If you are just experimenting -- you could write some sql like "Drop Table tblx" and run that from an ADO.net command object.
cmd.CommandText = "Drop Table tblx";
cmd.Execute();
If you do step up to sql server, you can forgo ado.net for entity framework -- much cleaner and better performance. Entity Framework superseded ado.net 4 or 5 years ago.

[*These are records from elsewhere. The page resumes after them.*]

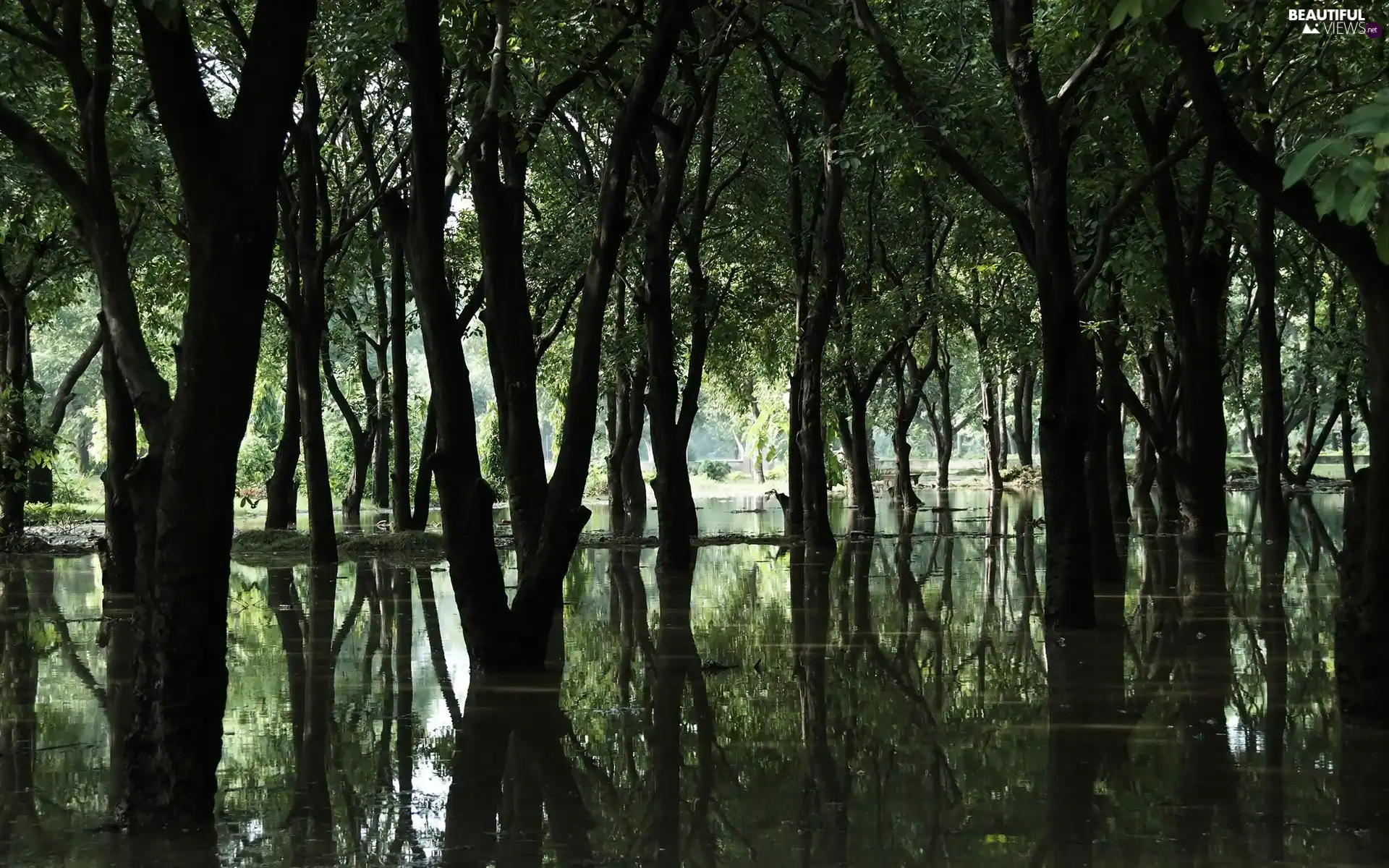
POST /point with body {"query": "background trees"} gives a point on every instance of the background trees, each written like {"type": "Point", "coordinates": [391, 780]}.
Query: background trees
{"type": "Point", "coordinates": [1120, 226]}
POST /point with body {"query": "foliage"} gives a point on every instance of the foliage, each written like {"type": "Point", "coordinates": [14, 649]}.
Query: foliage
{"type": "Point", "coordinates": [714, 469]}
{"type": "Point", "coordinates": [489, 451]}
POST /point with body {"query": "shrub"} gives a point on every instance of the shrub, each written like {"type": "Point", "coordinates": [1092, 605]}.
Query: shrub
{"type": "Point", "coordinates": [255, 463]}
{"type": "Point", "coordinates": [596, 484]}
{"type": "Point", "coordinates": [489, 451]}
{"type": "Point", "coordinates": [1025, 477]}
{"type": "Point", "coordinates": [714, 469]}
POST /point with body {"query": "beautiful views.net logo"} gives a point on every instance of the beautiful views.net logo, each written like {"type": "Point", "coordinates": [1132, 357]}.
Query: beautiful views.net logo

Also, dropping tables from the client app is not the best practice. Dropping #temp tables -- from a sql server (like in stored procedures) is a common practice. But that is not happening at the client -- it happens at the server.
Rich P
Friday, May 29, 2015 4:18 PM
string mySelectQuery = "delete * from results";
OleDbConnection myConnection = new OleDbConnection(@"path;");
OleDbCommand myCommand = new OleDbCommand(mySelectQuery, myConnection);
myCommand.Connection.Open();
OleDbDataReader myReader = myCommand.ExecuteNonQuery();
The above code should help you delete all the records from the Results table.
sivanitha
Friday, May 29, 2015 5:54 PM
string mySelectQuery = "delete * from results"; OleDbConnection myConnection = new OleDbConnection(@"path;"); OleDbCommand myCommand = new OleDbCommand(mySelectQuery, myConnection); myCommand.Connection.Open(); OleDbDataReader myReader = myCommand.ExecuteNonQuery();
The above code should help you delete all the records from the Results table.
sivanitha
This will delete records, it doesn't delete/drop table object
Fouad Roumieh
Saturday, May 30, 2015 6:16 AM
Thank you very much! It does work very well!
Saturday, May 30, 2015 6:21 AM
Dear Richard,
Thanks for the tips! Indeed I am making a transition from MS Access to C#. As there are old programs and database developed in MS Access, my first step is to use the database while re-coding in C#. This allows me to compare the results to make sure a smooth transition in language. The next step will then to drop MS Access database and to use SQL (I was told My SQL or what).
Best regards,
Ed
Saturday, May 30, 2015 6:23 AM
That's useful actually - as I also need that for manipulating the table. Thank you very much!